Les serveurs de musique (Partie 2)
Les serveurs de musique FALM*
* Traduction libre imaginée par Nelson Lamoureux enseignant, de l’expression anglaise DIY (Do It Yourself/Fait à la maison).

Une petite anecdote qui me conforte dans mon choix de m’orienter vers l’utilisation d’un serveur de musique et le téléchargement de fichiers de musique. La semaine dernière, ma conjointe est invitée à la fête de l’une de ses amies. En guise de cadeau, elle veut lui offrir un CD. Rien de bien compliqué, le disque Altre Latitudini de GianMaria Testa. Elle souhaite que je l’achète pour elle. Je prends le téléphone…
Non, monsieur nous ne l’avons pas en magasin, mais on peut vous le commander…(sic)
Une heure plus tard, c’est fait, je l’ai trouvé, chez un disquaire situé à l’autre bout de la ville. Quarante minutes pour m’y rendre, un autre quarante minutes pour revenir. Et devinez quoi! Ce disque se détaille maintenant 28$! (re sic).
Deux heures de perdues, une certaine quantité d’essence de gaspillée et 28$ de dépensé. En moins de 10 minutes au coût de 9,99$, j’ai le même disque dans mon ordinateur… J’ai vraiment l’impression que les détaillants de disques ne veulent plus me voir comme client…
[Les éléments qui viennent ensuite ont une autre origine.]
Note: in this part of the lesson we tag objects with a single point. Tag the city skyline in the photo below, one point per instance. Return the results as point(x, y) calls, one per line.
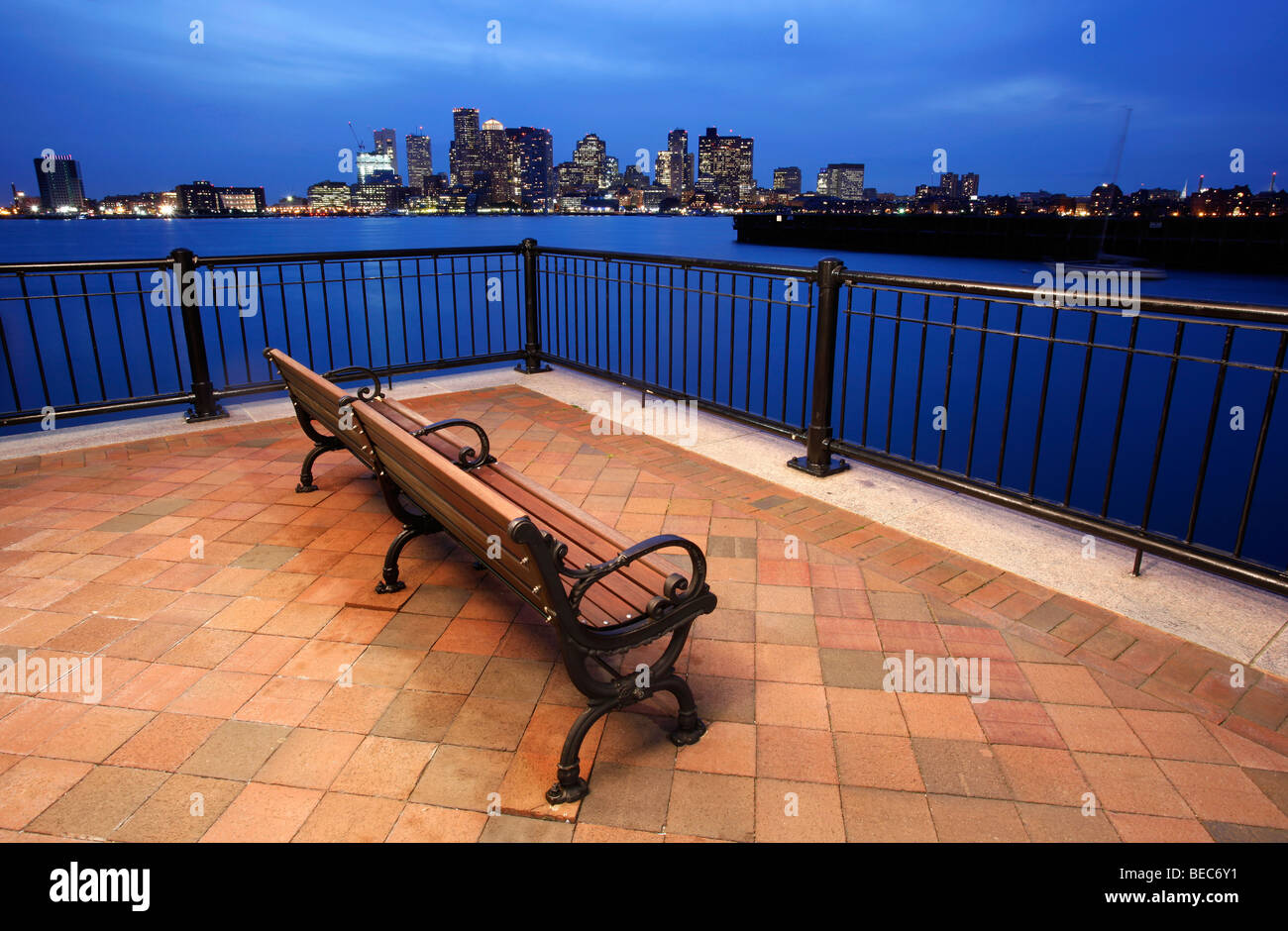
point(1043, 119)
Pour en revenir au vif du sujet, plusieurs fabricants de produits audio offrent des solutions « tout-en-un » en termes de serveurs de musiques. Certaines solutions sont entièrement autonomes tandis que d’autres nécessitent toujours l’utilisation d’un ordinateur, ne serait-ce que pour emmagasiner les fichiers audio ou simplement pour accéder à Internet afin de les télécharger. Mais, si vous êtes le moindrement curieux et que vous avez un peu la fibre « informatique », vous pouvez aussi opter pour l’approche FALM. Celle-ci nécessite toutefois que vous ayez un minimum de connaissances en informatique matérielle et logicielle.